There’s a lot of emphasis on government providing financial support to students,
those that are in higher education, so it’s not going to be able to expand that
pocket of – of resource envelope beyond what it currently has. … So the – the –
the online programs is an opportunity to tap into that particular applicant pool.
-Deputy Vice-Chancellor, South African Comprehensive University
Example from the early data
22. So it's not, not to say that, that institutions should, I mean that higher education
should be commoditised to the, to the nth degree or something like that, but it's
about how do you, how are higher education institutions interacting in the, in the
economy and how are they interacting within the context in order to create
opportunities for funding for, for research, for innovation, for development.
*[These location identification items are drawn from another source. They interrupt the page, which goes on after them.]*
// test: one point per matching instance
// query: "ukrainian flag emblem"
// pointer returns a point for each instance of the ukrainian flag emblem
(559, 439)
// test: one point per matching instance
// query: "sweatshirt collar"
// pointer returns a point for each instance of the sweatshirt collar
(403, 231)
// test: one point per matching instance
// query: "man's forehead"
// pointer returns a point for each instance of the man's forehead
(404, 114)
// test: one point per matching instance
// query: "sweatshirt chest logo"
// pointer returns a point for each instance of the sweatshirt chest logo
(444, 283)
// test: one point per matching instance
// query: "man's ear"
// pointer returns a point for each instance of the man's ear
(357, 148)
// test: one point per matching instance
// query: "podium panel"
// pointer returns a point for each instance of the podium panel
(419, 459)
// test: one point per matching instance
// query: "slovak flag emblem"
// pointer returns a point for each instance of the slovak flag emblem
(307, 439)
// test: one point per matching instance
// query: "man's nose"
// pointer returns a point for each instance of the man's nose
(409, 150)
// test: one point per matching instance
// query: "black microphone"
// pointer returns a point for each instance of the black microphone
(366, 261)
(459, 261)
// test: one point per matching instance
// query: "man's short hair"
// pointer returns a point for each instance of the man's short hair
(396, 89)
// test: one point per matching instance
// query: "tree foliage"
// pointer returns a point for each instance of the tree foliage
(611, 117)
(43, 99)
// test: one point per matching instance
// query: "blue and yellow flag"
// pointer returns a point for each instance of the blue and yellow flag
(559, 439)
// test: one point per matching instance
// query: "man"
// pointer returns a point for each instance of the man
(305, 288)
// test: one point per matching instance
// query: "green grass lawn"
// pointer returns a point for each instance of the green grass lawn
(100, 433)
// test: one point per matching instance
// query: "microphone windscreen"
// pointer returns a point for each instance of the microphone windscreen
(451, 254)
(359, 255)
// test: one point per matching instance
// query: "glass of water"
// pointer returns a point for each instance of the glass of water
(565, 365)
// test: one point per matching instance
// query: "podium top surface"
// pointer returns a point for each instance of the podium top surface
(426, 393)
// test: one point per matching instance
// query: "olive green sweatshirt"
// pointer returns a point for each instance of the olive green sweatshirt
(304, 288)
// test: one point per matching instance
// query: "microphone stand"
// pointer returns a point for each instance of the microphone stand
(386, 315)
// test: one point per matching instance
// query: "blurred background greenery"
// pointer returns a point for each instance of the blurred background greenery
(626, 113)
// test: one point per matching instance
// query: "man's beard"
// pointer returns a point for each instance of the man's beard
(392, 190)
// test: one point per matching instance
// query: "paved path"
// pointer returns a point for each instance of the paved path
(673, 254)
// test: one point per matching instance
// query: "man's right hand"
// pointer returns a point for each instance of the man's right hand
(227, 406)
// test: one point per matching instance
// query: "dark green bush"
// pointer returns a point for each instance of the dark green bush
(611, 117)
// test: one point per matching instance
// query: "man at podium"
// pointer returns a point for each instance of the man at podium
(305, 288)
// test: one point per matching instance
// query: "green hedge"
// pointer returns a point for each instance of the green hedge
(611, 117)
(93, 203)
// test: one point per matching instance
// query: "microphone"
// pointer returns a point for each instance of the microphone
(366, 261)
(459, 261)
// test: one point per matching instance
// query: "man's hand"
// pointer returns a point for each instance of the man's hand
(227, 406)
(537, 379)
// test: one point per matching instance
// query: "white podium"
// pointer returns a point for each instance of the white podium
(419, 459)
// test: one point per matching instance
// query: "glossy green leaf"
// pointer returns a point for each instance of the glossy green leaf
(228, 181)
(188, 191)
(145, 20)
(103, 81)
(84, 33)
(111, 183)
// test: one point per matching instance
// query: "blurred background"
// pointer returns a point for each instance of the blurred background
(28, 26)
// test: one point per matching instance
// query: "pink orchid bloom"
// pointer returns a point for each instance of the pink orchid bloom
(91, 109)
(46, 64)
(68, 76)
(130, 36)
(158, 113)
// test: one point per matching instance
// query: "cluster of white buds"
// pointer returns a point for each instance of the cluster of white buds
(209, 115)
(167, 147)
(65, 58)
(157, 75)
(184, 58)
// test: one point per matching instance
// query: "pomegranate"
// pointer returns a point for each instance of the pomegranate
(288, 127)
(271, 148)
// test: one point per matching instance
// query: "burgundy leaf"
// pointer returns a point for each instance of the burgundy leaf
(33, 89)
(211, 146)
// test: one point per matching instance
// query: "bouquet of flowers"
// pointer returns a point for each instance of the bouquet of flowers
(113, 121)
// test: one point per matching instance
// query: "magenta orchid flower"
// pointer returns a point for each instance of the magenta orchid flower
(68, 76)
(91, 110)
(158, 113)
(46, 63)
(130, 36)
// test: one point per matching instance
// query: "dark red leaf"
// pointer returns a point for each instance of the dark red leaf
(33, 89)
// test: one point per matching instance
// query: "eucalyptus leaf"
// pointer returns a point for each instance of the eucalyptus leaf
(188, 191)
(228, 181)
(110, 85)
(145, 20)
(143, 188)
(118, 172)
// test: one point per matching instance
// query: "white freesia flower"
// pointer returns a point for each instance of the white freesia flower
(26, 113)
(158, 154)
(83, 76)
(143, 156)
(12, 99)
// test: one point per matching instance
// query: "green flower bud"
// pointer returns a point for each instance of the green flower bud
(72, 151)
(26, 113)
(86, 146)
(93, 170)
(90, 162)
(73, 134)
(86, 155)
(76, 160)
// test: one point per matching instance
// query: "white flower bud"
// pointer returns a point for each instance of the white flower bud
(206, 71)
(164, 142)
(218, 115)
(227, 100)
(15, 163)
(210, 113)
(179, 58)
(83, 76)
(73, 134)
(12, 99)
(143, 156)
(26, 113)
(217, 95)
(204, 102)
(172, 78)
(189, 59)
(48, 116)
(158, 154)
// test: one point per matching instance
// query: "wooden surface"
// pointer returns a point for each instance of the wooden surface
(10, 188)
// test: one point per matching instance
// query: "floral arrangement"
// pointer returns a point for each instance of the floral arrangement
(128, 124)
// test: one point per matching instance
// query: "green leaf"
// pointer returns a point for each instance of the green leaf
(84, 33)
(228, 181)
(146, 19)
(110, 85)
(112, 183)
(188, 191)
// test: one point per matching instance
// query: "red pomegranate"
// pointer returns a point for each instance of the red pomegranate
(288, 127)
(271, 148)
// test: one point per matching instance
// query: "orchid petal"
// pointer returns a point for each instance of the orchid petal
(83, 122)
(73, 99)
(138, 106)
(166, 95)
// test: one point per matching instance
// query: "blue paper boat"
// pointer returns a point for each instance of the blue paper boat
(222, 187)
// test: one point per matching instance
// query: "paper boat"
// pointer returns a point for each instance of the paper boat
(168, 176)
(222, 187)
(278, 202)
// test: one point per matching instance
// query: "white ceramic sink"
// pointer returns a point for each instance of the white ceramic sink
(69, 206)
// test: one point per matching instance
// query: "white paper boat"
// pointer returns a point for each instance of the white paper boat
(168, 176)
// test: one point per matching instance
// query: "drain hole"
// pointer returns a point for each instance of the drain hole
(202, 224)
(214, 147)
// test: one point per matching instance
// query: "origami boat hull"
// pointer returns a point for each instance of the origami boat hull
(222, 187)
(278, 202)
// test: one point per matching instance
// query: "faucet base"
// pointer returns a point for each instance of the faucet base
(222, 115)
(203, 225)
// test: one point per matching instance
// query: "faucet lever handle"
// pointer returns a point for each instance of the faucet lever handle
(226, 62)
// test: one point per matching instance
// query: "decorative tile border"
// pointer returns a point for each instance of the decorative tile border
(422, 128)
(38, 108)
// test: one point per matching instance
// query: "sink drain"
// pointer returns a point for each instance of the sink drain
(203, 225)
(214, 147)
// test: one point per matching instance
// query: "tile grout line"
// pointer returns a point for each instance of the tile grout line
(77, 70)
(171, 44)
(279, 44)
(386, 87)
And,
and that development is not only just about the development of, you know, new,
new ideas from a knowledge production perspective but it's also about community
development and the development of, of the localities in, in the area and, and how
they engage in that.
-Senior Leader, Department of Higher Education and Training
Example from the early data
23. The – the – there’s the whole issue of the business schools. They’ve been doing
their own thing and it’s the most opaque, you know. I – I don’t think university VCs
and deputy vice chancellors know what their business schools are doing. The
department, the higher education and training department are – are very concerned
about the sort of companies that – that the universities are establishing themselves.
So it’s private companies owned by the universities as well as the properly private
companies. So they – in – in some fairly recent discussions with – with the
department and the universities, they – they were – the department signalled that
they were coming up with regulations to – to govern those.